Basketball was in the blood of the Rhynhart family. Rhynhart’s older brother, mother and grandfather all played college basketball, and his son, Eric, after him. His mother played on the women’s team at the University of Connecticut in the 1930s. In 1978, Rhynhart signed a professional contract to play for the Bracknell Bullets in London, England, and then returned to the states to coach for a couple years at Lyndon State College in Vermont, where he had the pleasure of coaching future Philadelphia 76er, Rickey Sutton.
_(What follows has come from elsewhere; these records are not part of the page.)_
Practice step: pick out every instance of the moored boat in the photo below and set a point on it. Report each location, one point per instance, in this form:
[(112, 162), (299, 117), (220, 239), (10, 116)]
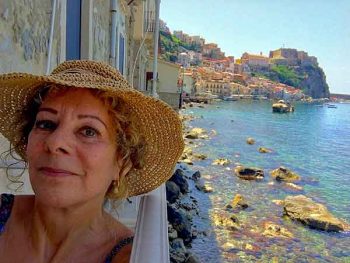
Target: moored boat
[(282, 107)]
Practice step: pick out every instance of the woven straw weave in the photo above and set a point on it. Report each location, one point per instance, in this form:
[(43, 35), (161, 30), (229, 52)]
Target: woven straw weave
[(159, 124)]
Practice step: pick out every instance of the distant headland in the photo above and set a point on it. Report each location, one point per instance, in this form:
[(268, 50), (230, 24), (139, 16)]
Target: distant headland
[(285, 73)]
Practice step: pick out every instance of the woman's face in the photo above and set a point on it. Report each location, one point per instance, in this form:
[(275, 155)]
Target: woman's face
[(71, 150)]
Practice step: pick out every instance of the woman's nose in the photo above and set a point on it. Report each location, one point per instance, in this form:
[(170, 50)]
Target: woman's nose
[(58, 141)]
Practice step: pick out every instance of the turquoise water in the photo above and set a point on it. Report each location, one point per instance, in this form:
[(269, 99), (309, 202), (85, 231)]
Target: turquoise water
[(312, 141)]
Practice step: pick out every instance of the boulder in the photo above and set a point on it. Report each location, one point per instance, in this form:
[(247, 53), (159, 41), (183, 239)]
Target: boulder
[(196, 133), (250, 141), (238, 202), (192, 259), (172, 192), (200, 156), (196, 175), (273, 230), (225, 221), (177, 251), (315, 215), (284, 174), (294, 186), (264, 150), (187, 153), (221, 161), (179, 179), (181, 223), (202, 186), (187, 161), (249, 173)]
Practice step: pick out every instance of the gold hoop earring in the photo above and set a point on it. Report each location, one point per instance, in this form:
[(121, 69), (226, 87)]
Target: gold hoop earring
[(115, 184)]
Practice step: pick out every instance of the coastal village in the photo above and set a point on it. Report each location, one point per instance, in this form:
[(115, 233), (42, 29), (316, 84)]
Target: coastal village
[(124, 35), (207, 73)]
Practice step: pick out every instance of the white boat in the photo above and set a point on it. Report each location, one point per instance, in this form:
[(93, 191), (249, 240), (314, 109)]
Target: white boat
[(231, 98)]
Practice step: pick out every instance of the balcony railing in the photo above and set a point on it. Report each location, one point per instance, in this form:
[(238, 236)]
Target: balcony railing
[(149, 21)]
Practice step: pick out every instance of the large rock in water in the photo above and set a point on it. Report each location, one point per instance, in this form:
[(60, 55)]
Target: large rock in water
[(172, 192), (284, 174), (197, 133), (249, 173), (305, 210), (315, 84), (181, 223), (179, 179)]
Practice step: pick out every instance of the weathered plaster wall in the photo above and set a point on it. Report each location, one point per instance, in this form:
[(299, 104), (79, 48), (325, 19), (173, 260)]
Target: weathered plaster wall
[(24, 35), (101, 30)]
Rhynhart returned home in 1980, and continued to coach at local schools and play in men’s leagues across Connecticut. As recently as 1995, Rhynhart was named MVP of the Forty and Over Masters Challenge annual tournament in New Milford, CT.
Despite a horrific accident in the fall of 2005, when his truck rolled on top of him and left him in a coma for three weeks, Rhynhart appears today much like he did in the early 1970s. Six foot, three inches tall, and 230 pounds, Rhynhart is somehow able to continue his work as a builder despite the loss of most of a lung and severe arthritis in the right side of his body.
Toughness runs in the Rhynhart family, too. Rhynhart’s dad, Donald Sr., a lifelong dairy farmer and cattle dealer was gored by a bull when he was 78 years old, and went on to live another 13 years.
Rhynhart owns his own business, Rhyno Builders, and is currently working on a year-long project in Goshen, CT.